A l’occasion de ce rapport, dévoilé à mi-chemin de la COP désertification qui se tient en ce moment à Riyad (Arabie Saoudite), Ibrahim Thiaw, secrétaire exécutif de la CNULCD avertit qu’une «menace existentielle» pèse sur l’humanité. Car «contrairement aux sécheresses – périodes temporaires de faibles précipitations –, l’aridité représente une transformation permanente et implacable», explique-t-il.
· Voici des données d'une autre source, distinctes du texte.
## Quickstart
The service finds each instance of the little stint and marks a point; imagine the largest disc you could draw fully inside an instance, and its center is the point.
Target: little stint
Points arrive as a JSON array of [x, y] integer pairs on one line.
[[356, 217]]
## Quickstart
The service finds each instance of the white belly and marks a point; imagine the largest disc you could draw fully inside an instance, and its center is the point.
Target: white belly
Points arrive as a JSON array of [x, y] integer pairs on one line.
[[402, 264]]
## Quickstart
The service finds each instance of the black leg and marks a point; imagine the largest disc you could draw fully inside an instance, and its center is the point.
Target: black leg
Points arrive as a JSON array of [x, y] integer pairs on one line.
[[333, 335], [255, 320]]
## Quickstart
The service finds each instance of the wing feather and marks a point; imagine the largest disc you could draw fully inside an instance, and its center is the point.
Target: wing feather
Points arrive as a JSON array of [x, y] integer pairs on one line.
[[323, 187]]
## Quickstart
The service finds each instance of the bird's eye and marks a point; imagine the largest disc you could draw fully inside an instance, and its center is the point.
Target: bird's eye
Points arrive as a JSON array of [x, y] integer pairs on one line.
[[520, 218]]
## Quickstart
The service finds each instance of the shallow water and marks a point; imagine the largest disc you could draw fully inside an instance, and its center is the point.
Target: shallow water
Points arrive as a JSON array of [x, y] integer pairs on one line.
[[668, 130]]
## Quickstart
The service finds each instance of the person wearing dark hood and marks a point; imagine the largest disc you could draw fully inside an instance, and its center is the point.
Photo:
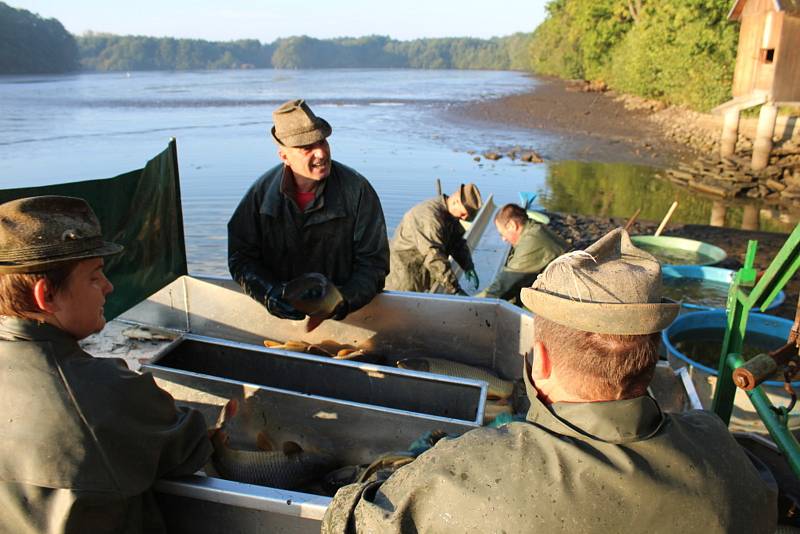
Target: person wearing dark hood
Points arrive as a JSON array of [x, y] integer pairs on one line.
[[83, 439], [595, 454], [309, 214], [429, 233]]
La tendance mondiale à l’assèchement a commencé dans les années 1950 et s’accélère depuis les années 1990.
Deux fois plus de personnes concernées
Les experts écrivent que l’aridité menace «la vie et les moyens de subsistance de milliards de personnes dans presque toutes les régions du monde». Ils précisent qu’aucun retour en arrière n’est possible lorsqu’une zone a basculé dans l’aridité, c’est-à-dire un manque d’humidité durable. «Les climats plus secs qui affectent actuellement de vastes régions du monde ne redeviendront pas ce qu’ils étaient auparavant», souligne le rapport. Le changement climatique, induit par les activités humaines, fait monter le thermomètre mondial et est donc en grande partie «coupable» de cette aridité croissante. Cela peut entraîner de nombreux «effets en cascade», préviennent les auteurs : de l’insécurité alimentaire et hydrique, une faible fertilité des sols, des pertes de productivité des cultures et des plantes, le déclin de la biodiversité, la dégradation des écosystèmes, d’intenses tempêtes de sable et de poussière, des incendies de forêt, et des migrations humaines à grande échelle. Environ 20 % des terres du monde risquent de subir des transformations abruptes de leurs écosystèmes d’ici 2100 en raison de l’aridité croissante, selon le rapport.
Les auteurs ont évalué le nombre de personnes qui en sont et seront victimes. Ils ont établi que le nombre de personnes vivant dans les zones arides avait doublé au cours des dernières décennies et il pourrait encore plus que doubler d’ici la fin du siècle. «Aujourd’hui, un quart de la population mondiale vit dans les zones arides en expansion de la planète. Les projections sur l’aridité suggèrent que jusqu’à cinq milliards de personnes pourraient habiter les zones arides d’ici la fin du siècle», écrivent-ils. Environ la moitié des habitants des zones arides de la planète se trouvent actuellement en Asie et Afrique. La Californie fait aussi partie des zones arides les plus densément peuplées.
«Des mesures d’adaptation durables sont cruciales»
A l’avenir, «si le monde ne parvient pas à réduire les émissions de gaz à effet de serre, 3 % supplémentaires des zones humides de la planète deviendront des zones arides d’ici la fin du siècle», assure le rapport. Dans les scénarios d’émissions élevées de gaz à effet de serre, une expansion des zones arides est prévue dans le Midwest des Etats-Unis, le centre du Mexique, le nord du Venezuela, le nord-est du Brésil, le sud-est de l’Argentine, l’ensemble de la région méditerranéenne, la côte de la mer Noire, une grande partie de l’Afrique australe et le sud de l’Australie.
En plus des efforts pour atténuer rapidement nos émissions de gaz à effet de serre, «des mesures d’adaptation durables sont cruciales pour relever les défis croissants du changement climatique et de l’aridité», affirment les auteurs. Parmi les solutions, ils évoquent notamment une agriculture plus durable (notamment via l’agroécologie), une meilleure gestion de l’eau et des terres, ainsi que pour l’éducation et la sensibilisation des populations.